Vins effervescents : le tirage sous liège amène esters et notes camphrées
Liège ou capsule couronne, que vaut-il mieux employer au tirage ? Tout dépend du profil aromatique souhaité et du temps de vieillissement sur lattes.
Tirer sous liège amène-t-il réellement une différence dans les vins comme le constatent des vignerons ayant utilisé les deux méthodes ? Ces impressions sont-elles vérifiables analytiquement ? Deux études récentes vont dans ce sens.
En Afrique du Sud, en 2021, l’analyse de six paires de vins effervescents bouchés soit avec du liège, soit avec une capsule, a montré que les vins bouchés liège étaient plus riches en tanins (acides gallique, caftarique, caféique et p-coumarique). Une fois servis, les vins bouchés au liège avaient tendance à perdre du CO₂ plus lentement que leurs homologues bouchés à la capsule couronne. Ils présentaient des bulles plus fines et une finale plus longue.
Bouchage liège préféré sur des temps de vieillissement plus longs
La deuxième étude a été réalisée dans le cadre de la thèse de Sara Sofia Pinheiro à l’université de Lisbonne, sur deux vins effervescents tirés sous liège ou capsule et vieillis pendant dix ans. Des échantillons ont été prélevés régulièrement au cours de cette période. Les analyses ont quantifié 39 composés aromatiques susceptibles de décrire le profil des vins : ceux bouchés avec du liège contiennent plus de molécules connues pour leurs arômes camphrés et fruités. Les vins tirés sous capsule sont plus riches en notes florales et d'agrumes.
Ces différences analytiques ne sont toutefois pas toujours détectées lors de la dégustation. Lorsque des préférences significatives ont été mises en évidence, le bouchage liège a été préféré par les dégustateurs sur des vins avec des temps de vieillissement sur lattes plus longs (huit ou neuf ans). Tandis que la capsule a été préférée sur un vin avec un profil initial plutôt fruité et 24 mois sur lattes.
Dégorgement manuel obligatoire avec un bouchon
« Nous avons étudié depuis longtemps les différences entre le tirage liège et la capsule, indique Benoît Villedey, responsable du service ingénierie, process et innovations du Comité Champagne. Et pour nous, le critère le plus impactant entre les deux est la perméabilité à l’oxygène. Aussi, il est difficile de conclure si les écarts constatés dans les vins finaux proviennent de ces différences de micro-oxygénation ou de l’obturateur en lui-même. »

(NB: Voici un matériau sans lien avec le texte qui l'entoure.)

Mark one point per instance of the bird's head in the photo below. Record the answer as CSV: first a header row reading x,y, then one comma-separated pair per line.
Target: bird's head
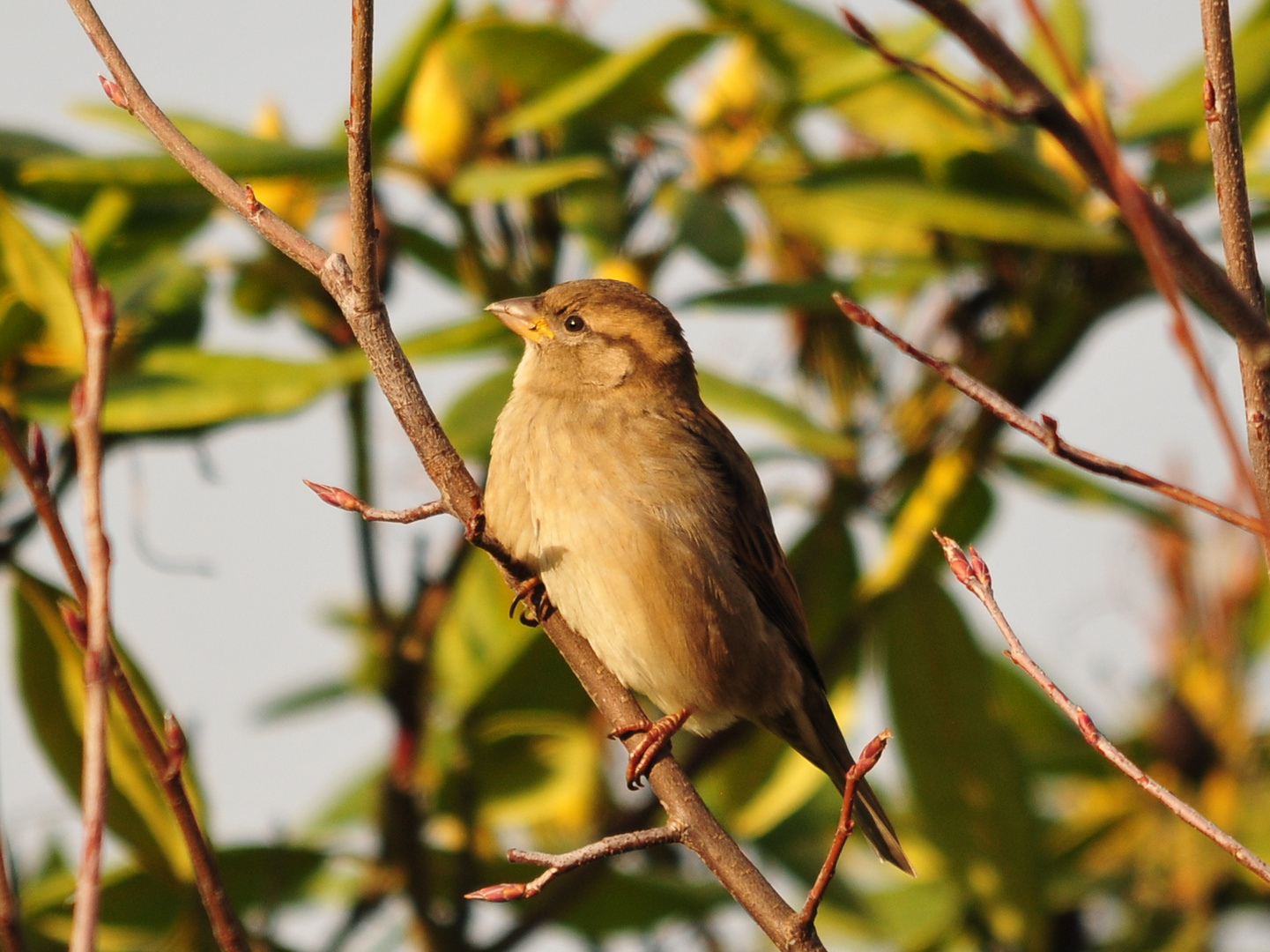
x,y
584,337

D'autres paramètres entrent en ligne de compte lors du choix de l'obturateur
Selon lui, le choix de l’élaborateur entre ces deux obturateurs doit tenir compte de plusieurs critères :
- le risque de déviation et d’hétérogénéité avec un bouchon,
- l’extraction obligatoirement manuelle au dégorgement (pour l’instant en tout cas),
- le vieillissement mécanique du bouchon qui risque de nécessiter un remplacement pour les vins destinés à un très long vieillissement alors que la capsule aura une durée de vie plus longue,
- et la perméabilité à l’oxygène. Sur ce dernier point, les capsules ont une perméabilité linéaire, tandis que les bouchons vont désorber beaucoup d’oxygène au départ, qui sera capté par les levures, puis les entrées d’oxygène seront quasi linéaires par la suite.
Une question d’oxygène
D’après les tests du Comité Champagne, les bouchons en LA2R (liège aggloméré 2 rondelles) présentent une perméabilité faible à modérée soit de 0,2 à 0,5 mg par bouteille et par an. Les bouchons microagglomérés se situent dans une fourchette de perméabilité modérée à élevée, soit 0,4 à 0,8 mg par bouteille et par an. Les capsules présentent une gamme de perméabilité de 0,2 à 1 mg par bouteille et par an. À noter la sortie l’an dernier de deux bouchons de tirage avec taux de transfert en oxygène homogène chez Diam bouchage.